Mais, comme on le sait, la Révolution déborde sur les frontières de la France et provoque des migrations, des circulations d’une nouvelle ampleur : d’abord, l’émigration de ceux qui sont hostiles à la Révolution ou qui se croient, à tort ou à raison, menacés par cette irruption du peuple dans la sphère politique ; ensuite par le déferlement des armées françaises victorieuses sur d’autres pays. Comme le montre Elisa Baccini à l’exemple de la correspondance de Jacques Boucher de Perthes, les administrateurs envoyés dans les pays conquis établissement un contact d’une plus grande intensité avec les populations étrangères que les voyageurs du Grand Tour et acquièrent, sans doute par leur séjour plus long, une perception plus fine des mœurs et des pratiques de ces populations. Son article nous livre des informations précieuses sur la géographie linguistique de l’Italie à l’époque de la domination française, notamment sur les pratiques orales, qui ne sont souvent que difficile à saisir à travers les sources écrites. La Révolution induit donc des circulations d’hommes qui modifient profondément les représentations que l’on se fait de l’autre.



Mais la Révolution fut bien un événement à portée mondiale, car les Européens, depuis les Grandes Découvertes avaient acquis une emprise sur d’autres continents et notamment l’Amérique. La présence de puissances coloniales concurrentes fait apparaître des angles morts, des espaces périphériques des empires, qui s’avèrent particulièrement réceptifs aux idées révolutionnaires, telle la Louisiane espagnole étudiée par Soizic Croguennec. Comme en Espagne et d’autres pays d’Europe, avant la conquête napoléonienne, les gouvernements mettent en place une censure renforcée pour empêcher la contagion révolutionnaire, ici par le moyen de l’Inquisition. Le choix de l’appartenance à telle ou telle souveraineté peut refléter un positionnement politique conscient envers l’événement révolutionnaire fondateur. Ainsi, malgré la paix entre la France et l’Espagne, se déclarer sujet du roi d’Espagne peut être vu comme le fruit d’une attitude contre-révolutionnaire.



Mais ces circulations se répercutent sur l’évolution même de la science géographique. Cela est illustré par les deux articles suivants.
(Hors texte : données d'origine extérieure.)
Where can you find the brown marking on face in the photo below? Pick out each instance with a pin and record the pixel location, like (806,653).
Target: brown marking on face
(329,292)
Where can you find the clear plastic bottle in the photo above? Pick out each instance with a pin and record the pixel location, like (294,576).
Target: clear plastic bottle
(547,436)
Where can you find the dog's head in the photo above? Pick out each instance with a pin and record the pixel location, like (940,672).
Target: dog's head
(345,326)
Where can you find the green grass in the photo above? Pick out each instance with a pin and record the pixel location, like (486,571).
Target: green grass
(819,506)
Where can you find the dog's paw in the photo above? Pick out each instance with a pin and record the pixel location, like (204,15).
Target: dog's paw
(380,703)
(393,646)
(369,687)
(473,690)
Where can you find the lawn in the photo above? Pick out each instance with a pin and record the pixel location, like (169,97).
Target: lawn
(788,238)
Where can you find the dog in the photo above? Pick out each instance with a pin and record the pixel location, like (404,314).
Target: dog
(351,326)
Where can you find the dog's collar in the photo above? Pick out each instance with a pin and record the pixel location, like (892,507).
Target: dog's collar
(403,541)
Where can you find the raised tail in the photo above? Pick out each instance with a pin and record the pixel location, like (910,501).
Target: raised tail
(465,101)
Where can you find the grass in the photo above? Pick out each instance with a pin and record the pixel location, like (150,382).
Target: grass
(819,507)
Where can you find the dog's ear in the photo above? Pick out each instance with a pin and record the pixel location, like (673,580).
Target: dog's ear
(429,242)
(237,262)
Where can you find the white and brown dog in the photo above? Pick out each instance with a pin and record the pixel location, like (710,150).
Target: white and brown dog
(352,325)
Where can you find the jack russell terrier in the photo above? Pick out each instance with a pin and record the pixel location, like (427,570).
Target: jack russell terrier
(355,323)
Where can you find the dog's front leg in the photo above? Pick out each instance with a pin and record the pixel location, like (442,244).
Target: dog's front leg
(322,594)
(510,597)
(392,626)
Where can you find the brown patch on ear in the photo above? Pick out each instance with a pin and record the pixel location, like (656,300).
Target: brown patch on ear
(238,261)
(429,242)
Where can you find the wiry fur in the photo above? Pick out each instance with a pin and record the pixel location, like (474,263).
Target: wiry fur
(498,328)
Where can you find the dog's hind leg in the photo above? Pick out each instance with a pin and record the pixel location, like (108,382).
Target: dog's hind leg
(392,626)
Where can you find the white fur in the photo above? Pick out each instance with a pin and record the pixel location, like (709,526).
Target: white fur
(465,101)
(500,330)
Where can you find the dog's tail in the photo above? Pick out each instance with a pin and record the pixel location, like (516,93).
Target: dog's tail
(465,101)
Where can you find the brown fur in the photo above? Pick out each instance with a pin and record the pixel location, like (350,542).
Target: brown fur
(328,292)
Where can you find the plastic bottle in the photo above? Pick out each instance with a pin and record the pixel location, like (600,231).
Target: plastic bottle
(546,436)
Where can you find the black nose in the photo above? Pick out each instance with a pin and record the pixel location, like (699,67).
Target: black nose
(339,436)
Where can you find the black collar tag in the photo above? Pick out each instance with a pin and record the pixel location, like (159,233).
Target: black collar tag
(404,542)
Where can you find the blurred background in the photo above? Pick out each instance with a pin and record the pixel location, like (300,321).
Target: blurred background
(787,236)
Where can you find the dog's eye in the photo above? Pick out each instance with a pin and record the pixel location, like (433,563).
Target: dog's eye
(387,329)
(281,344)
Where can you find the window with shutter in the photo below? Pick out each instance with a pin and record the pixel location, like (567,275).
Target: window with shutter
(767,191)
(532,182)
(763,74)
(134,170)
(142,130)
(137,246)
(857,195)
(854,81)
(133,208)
Les bouleversements de la période révolutionnaire au sens large (1789-1815) ont influencé et structuré la pensée de la science géographique, soit par la confrontation de visions, soit par la nécessité de s’approprier ou de réapproprier l’espace.



Dans la mesure où la politique d’expéditions d’exploration du XVIIIe siècle est poursuivie à l’époque révolutionnaire, la compétition entre pays européens pour la cartographie et l’appropriation des territoires s’entend à des espaces encore incomplètement dominés, comme l’Australie et plus généralement l’espace océanique indo-pacifique, comme le montre Dany Bréelle. Les conceptions universalistes des Lumières apparaissent ici à côté d’une conception plus nationale de la géographie, tout en mettant au point une nouvelle approche zonale et multiscalaire de l’espace océanique. Les géographes français ont légué à l’Australie un grand nombre de toponymes français sur une partie de ses côtes.



Enfin, les bouleversements de la période semblent aussi introduire la géographie dans les savoirs des écoles élémentaires, mais d’une manière spatialement très inégale, ce qui peut être dû aux effets particuliers de l’occupation française, notamment en Allemagne ou à des héritages plus anciens, liés aux inégales progrès de l’alphabétisation, comme le montre Nicola Todorov.